Alison is a cool spring day.
Whispers of snow on the eyelids.
She’s a palace of ice. An igloo in a forest.
She’s the hot fire warming ice cold hands.
Alison is an orphan. Some of her clearest days are of black dresses and caskets lowering into the ground.
Alison is a Goddaughter. Her wonderful wonderful Godfather and his beautiful wife. Days filled with laughter and sunshine and joy . . .
Alison is a heart-sister. Her glorious ray of a brother. Ginger hair and tentative smiles worth far more than all the rubies in the world.
‘Once upon a time there was a young girl with mousy hair and witchy eyes’ pouts and glares and ‘Earl! Chad is picking on me again!’
‘Chad don’t tease your sister.’
‘But she makes it so easy.’ smirks and hugs and Millie Renee’s cookies.
She missed her parents. But she was ever enveloped in warmth and laughter and family.
When Renee dies it feels as though the scabs in her heart are torn open and trampled upon.
When Chad leaves for college with tight lips and a frozen heart, Alison feels those freshly wrought wounds run through a grinder.
Then Marcus with his boyish smile and blue-blue eyes that gleam with untold secrets and the baby that wasn’t to be.
Alison’s battered heart is taped together by the warmth of her friends and yet she doesn’t dare tell them that.
Alison is sunlight through a foggy window.
A feather pillow under a soft blanket.
She is beauty and she is grace.
Yet she feels like she’s fallen flat on her face.
Alison is just getting used to smiling and feeling and hiding secrets again when a cane collides with her future.
An Irish tongue and scars on his face and Alison’s duct-taped heart starts beating again.
Feelings pop in and she can’t help but fall into them.
And neither can he.
He teaches her how to live again and when tears run down her cheeks while her sides hurt from laughter she realizes that she hadn’t lived for a good long while.

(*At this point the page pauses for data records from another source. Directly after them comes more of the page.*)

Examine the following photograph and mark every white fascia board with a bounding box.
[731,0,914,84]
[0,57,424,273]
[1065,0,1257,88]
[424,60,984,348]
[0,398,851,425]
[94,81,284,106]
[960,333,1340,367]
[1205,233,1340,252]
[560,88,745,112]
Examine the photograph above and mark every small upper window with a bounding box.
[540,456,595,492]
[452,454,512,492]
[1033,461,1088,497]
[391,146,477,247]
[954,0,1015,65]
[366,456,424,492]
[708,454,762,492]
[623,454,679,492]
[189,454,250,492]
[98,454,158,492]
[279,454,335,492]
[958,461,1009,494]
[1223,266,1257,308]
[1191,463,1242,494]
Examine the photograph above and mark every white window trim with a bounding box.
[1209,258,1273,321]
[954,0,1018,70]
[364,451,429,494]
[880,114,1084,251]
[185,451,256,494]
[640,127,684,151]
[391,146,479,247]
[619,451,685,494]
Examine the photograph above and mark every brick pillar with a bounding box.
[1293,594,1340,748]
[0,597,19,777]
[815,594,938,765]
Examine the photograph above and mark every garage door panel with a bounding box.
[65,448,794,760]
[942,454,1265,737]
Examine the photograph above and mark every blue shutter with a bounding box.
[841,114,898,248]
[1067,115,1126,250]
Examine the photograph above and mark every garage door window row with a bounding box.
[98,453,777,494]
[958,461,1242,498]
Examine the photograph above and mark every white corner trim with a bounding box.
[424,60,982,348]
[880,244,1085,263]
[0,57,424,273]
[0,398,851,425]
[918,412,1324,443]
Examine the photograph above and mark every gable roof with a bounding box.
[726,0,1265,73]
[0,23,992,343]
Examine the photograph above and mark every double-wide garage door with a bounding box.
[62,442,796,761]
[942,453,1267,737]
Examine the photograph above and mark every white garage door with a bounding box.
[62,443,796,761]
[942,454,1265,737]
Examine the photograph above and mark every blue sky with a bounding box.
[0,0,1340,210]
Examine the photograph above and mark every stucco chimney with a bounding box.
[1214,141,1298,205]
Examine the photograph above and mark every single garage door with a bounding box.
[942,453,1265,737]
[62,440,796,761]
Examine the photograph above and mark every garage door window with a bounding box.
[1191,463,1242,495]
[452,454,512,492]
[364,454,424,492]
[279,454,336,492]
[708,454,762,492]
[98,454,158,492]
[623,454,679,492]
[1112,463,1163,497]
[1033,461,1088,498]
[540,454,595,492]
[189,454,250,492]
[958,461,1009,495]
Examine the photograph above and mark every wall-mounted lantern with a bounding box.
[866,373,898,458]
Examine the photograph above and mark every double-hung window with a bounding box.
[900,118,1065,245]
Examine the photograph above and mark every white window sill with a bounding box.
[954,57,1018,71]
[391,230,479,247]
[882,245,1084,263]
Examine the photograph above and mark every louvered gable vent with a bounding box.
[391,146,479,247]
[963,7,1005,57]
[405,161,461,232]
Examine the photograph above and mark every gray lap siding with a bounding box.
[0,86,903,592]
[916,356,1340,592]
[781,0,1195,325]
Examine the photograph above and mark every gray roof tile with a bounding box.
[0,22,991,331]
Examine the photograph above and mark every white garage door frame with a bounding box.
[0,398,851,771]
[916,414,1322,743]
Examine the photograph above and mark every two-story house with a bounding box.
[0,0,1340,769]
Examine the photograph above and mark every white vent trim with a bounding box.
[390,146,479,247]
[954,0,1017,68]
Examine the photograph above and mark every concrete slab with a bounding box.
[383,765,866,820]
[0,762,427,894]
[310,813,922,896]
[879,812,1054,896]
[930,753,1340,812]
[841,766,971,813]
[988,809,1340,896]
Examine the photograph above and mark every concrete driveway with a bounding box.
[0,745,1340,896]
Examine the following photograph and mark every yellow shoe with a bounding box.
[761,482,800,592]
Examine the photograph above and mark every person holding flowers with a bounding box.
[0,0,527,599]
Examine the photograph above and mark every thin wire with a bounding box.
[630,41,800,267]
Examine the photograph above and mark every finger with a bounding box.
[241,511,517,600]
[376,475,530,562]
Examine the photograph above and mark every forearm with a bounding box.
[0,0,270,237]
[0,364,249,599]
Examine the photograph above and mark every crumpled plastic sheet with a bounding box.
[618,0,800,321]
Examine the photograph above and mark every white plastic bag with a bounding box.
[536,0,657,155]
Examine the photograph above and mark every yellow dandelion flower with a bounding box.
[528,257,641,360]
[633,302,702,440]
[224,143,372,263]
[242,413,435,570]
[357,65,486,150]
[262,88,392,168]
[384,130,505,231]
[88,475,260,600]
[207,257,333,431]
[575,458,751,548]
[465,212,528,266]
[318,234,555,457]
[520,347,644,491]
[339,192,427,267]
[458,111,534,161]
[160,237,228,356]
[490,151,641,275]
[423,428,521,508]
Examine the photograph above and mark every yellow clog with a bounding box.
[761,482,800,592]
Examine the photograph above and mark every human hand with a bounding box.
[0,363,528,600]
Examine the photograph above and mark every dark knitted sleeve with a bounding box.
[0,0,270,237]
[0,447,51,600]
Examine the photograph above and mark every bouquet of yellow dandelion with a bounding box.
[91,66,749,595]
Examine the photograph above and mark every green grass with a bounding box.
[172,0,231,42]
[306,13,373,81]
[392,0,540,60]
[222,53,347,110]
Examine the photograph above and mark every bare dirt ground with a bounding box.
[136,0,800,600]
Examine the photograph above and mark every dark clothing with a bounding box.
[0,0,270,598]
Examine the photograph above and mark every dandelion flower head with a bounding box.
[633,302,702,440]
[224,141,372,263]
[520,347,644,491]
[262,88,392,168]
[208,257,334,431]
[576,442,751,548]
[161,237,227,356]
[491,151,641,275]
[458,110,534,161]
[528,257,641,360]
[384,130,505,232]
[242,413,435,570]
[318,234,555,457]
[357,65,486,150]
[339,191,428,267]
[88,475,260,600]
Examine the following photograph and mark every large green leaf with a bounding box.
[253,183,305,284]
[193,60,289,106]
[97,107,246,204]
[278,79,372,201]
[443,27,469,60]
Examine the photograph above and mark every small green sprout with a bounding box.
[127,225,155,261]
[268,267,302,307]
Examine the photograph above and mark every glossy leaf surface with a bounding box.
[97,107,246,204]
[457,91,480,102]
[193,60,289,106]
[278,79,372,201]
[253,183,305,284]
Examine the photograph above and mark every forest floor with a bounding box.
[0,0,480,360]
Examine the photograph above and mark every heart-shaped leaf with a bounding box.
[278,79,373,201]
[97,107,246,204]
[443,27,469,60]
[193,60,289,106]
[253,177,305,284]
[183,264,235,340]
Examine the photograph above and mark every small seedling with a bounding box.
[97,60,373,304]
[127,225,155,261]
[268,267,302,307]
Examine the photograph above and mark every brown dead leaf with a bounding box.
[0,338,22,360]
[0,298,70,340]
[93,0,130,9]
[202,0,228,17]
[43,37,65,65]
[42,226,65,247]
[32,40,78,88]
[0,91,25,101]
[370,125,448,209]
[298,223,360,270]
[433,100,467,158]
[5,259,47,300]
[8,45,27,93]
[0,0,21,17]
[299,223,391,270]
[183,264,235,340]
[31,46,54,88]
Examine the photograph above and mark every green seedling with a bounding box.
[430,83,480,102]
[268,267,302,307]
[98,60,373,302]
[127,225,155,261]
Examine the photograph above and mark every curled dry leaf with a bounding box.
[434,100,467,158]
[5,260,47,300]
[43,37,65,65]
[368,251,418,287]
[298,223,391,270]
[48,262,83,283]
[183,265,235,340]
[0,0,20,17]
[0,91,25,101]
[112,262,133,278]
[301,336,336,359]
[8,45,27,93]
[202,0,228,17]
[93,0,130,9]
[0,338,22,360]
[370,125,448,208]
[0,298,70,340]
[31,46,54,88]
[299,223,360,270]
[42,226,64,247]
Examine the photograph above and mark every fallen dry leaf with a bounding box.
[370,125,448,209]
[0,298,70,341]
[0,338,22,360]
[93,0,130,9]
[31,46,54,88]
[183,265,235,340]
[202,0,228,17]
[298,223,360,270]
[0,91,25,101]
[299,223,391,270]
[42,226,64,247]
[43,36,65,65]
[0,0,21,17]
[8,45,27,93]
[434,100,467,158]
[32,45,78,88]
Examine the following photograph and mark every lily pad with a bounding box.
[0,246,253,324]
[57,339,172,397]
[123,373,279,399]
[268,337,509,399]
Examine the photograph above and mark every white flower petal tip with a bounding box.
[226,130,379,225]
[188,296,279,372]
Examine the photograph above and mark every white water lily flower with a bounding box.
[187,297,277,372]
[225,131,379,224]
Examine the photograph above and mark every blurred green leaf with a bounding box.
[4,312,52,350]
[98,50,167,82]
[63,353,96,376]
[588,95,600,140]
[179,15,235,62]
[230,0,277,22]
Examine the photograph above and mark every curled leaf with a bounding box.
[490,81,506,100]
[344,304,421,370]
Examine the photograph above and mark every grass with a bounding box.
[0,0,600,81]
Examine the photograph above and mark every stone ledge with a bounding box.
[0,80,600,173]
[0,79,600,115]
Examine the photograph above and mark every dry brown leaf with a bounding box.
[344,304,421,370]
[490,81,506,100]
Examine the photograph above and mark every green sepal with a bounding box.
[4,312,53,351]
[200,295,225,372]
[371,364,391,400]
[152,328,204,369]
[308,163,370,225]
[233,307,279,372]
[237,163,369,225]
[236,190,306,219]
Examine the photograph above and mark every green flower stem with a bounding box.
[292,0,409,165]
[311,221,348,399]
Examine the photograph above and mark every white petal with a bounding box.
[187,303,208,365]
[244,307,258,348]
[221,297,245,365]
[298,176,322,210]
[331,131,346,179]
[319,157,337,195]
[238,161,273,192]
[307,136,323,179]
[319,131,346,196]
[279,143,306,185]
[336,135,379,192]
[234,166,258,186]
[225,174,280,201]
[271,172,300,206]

She falls a bit more for him in that moment.
Alison adopted Rufus off the side of the road. On the way home from the clinic she sees a tiny malnourished puppy sitting inside a cardboard box.
She reacts without thinking.
Was it guilt or sympathy, she never can tell.
But her tears soak his fur and she whispers all her secrets to his tiny ears.
Because she never wanted to get rid of her baby. But she didn’t want to lose Marcus more.
Yet she loses both of them and she is left alone with puppy dog kisses on her cheeks.
When she tells William about her secret she expects him to scream or yell or to leave her.
But he doesn’t.
He stays. He holds her tight and hope ignites down deep in her soul.
A hope secured when she wakes to find him at her side.
William would never leave.
And her duct-taped heart starts to heal.